Tuesday, March 10, 2020

COMEDY AND CONSEQUENCE

Austen's ferocious wit fuels savvy, stylish Emma

You never think of a Jane Austen novel as excoriating. Hers is a genteel world of flimsy, gossamer gowns, impeccable breeding, and humorous observation of delicate romantic complications, or so we believe.

But her fourth novel, Emma, while set in the same milieu of tasteful gentility, and written with Austen's familiar ironic asperity, also bristles with savage social satire on upper-class idleness and the damage their thoughtless antics inflict on the people in whose lives they meddle.

The new movie adaptation of Emma, combines a savvy script from Eleanor Catton with a scrupulously assembled visual narrative from music video director Autumn de Wilde, in her impressive feature debut.

It's a more overtly comic version of Austen than usual — a pack of boarding school girls march in and out of scenes like a flock of giggling birds; eyes dart from side to side, or pop wide open in elaborate double-takes; baleful servants perform increasing complex choreography in long-suffering silence on the periphery of the action.

Taylor-Joy and Nighy: idle amusement
But when the filmmakers zero in on the machinations of their heroine, Emma Woodhouse (Anya Taylor-Joy), they are unsparing in their critique of her folly.

The rich don't get much more idle than the Woodhouses, landed gentry with a country estate in the small village of Highbury. At 21, Emma has led a privileged life "with very little to vex her,” living with her widower father, Henry (the always welcome Bill Nighy).

Having just seen her former companion married off to an eligible widower to whom Emma had introduced her, Emma decides that arranging matches for others "is the greatest amusement in the world!" Although resistance to Emma's plans is never less than discreet (if utterly futile), we feel just how devastating the consequences can be for those unwillingly caught up in them.

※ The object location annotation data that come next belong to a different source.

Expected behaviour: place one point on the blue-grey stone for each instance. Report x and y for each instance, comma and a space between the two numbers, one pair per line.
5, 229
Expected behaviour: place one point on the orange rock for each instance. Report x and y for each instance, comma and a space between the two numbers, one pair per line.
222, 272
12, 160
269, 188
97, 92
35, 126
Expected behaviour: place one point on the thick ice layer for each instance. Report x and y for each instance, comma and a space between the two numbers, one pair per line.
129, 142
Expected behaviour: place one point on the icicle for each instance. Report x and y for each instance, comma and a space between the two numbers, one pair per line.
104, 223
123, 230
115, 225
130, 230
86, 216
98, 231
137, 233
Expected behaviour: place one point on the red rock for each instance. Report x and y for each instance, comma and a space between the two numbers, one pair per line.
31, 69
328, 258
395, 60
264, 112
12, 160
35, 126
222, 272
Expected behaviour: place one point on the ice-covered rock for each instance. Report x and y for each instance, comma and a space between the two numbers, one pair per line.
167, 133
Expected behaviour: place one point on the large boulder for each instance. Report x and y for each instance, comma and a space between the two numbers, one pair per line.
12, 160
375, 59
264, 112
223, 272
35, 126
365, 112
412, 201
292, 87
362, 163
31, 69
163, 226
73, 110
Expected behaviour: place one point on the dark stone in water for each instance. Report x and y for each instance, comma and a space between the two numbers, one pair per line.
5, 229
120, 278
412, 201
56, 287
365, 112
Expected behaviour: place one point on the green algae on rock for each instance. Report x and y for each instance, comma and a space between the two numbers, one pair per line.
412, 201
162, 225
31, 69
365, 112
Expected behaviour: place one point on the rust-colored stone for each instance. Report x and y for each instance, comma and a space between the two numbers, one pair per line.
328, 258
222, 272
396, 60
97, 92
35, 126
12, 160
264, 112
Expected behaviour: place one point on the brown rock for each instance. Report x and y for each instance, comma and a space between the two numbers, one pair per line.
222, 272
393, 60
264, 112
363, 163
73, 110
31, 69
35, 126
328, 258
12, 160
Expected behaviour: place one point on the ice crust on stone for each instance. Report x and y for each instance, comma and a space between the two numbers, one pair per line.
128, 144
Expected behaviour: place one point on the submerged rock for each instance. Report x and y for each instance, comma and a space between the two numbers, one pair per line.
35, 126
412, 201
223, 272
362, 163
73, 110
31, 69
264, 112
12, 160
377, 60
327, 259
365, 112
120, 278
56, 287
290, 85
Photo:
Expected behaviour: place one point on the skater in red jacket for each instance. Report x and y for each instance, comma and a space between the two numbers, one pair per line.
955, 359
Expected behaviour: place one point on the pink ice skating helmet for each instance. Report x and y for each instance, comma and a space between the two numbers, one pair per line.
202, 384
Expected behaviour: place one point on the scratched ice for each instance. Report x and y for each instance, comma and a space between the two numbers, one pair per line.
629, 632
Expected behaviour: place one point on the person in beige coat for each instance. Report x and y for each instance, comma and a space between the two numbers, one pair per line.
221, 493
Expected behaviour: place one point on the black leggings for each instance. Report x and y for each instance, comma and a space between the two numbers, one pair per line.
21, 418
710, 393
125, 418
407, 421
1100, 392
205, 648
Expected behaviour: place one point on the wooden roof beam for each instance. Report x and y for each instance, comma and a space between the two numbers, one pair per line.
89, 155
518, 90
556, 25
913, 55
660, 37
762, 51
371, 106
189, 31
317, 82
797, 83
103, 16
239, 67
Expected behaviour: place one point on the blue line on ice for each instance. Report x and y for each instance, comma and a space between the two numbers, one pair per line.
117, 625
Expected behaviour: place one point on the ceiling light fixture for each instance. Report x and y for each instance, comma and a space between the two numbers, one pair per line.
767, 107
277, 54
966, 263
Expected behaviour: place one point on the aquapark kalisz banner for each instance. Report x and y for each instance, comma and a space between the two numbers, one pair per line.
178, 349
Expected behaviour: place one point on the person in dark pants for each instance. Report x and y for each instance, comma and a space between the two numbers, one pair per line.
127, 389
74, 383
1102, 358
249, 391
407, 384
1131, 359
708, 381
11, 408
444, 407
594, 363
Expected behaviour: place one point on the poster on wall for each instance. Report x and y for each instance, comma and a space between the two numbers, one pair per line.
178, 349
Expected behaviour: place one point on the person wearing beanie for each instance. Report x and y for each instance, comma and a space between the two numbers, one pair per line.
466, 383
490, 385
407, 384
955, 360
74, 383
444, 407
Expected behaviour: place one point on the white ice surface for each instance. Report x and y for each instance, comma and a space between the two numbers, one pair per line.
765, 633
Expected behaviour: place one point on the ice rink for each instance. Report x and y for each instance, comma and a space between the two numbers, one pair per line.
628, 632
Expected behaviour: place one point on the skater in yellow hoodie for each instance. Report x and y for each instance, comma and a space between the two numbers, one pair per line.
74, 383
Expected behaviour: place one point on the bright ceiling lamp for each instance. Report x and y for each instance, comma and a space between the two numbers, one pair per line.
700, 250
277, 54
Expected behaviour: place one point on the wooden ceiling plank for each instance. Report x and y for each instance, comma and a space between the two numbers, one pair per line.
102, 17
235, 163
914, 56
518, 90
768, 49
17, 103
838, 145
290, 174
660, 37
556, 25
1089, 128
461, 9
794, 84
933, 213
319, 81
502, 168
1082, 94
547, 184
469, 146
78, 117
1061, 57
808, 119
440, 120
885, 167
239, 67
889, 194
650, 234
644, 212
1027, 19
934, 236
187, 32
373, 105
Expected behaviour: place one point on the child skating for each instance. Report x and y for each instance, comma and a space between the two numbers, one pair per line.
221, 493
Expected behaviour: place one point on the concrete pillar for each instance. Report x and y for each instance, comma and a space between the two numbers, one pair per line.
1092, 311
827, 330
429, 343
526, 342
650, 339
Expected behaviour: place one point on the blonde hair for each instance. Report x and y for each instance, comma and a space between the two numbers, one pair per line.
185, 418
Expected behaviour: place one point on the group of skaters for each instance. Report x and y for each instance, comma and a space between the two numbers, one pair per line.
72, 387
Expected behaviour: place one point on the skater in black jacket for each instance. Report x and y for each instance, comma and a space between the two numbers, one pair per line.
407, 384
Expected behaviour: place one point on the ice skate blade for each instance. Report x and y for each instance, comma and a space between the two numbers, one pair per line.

Emma is not always likable in her wrong-headedness. But Taylor-Joy gradually earns our sympathy by giving Emma the grace to feel ashamed of her mistakes and outgrow them — especially after one of her attempted witticisms lands with such cruelty, it's as horrifying as any act of physical violence in Game Of Thrones.

De Wilde directs the well-heeled 1%
 Alexandra Byrne's outstanding costumes, male as well as female, are not only stunning to look at, their intricate layers — and the complicated ritual of getting in and out of them — also mirror the armor of social graces each character must assume every day in polite society. And Kave Quinn's lavish production design conveys just how well-heeled the Highbury 1% really is. Kudos all around for a very smart and stylish production.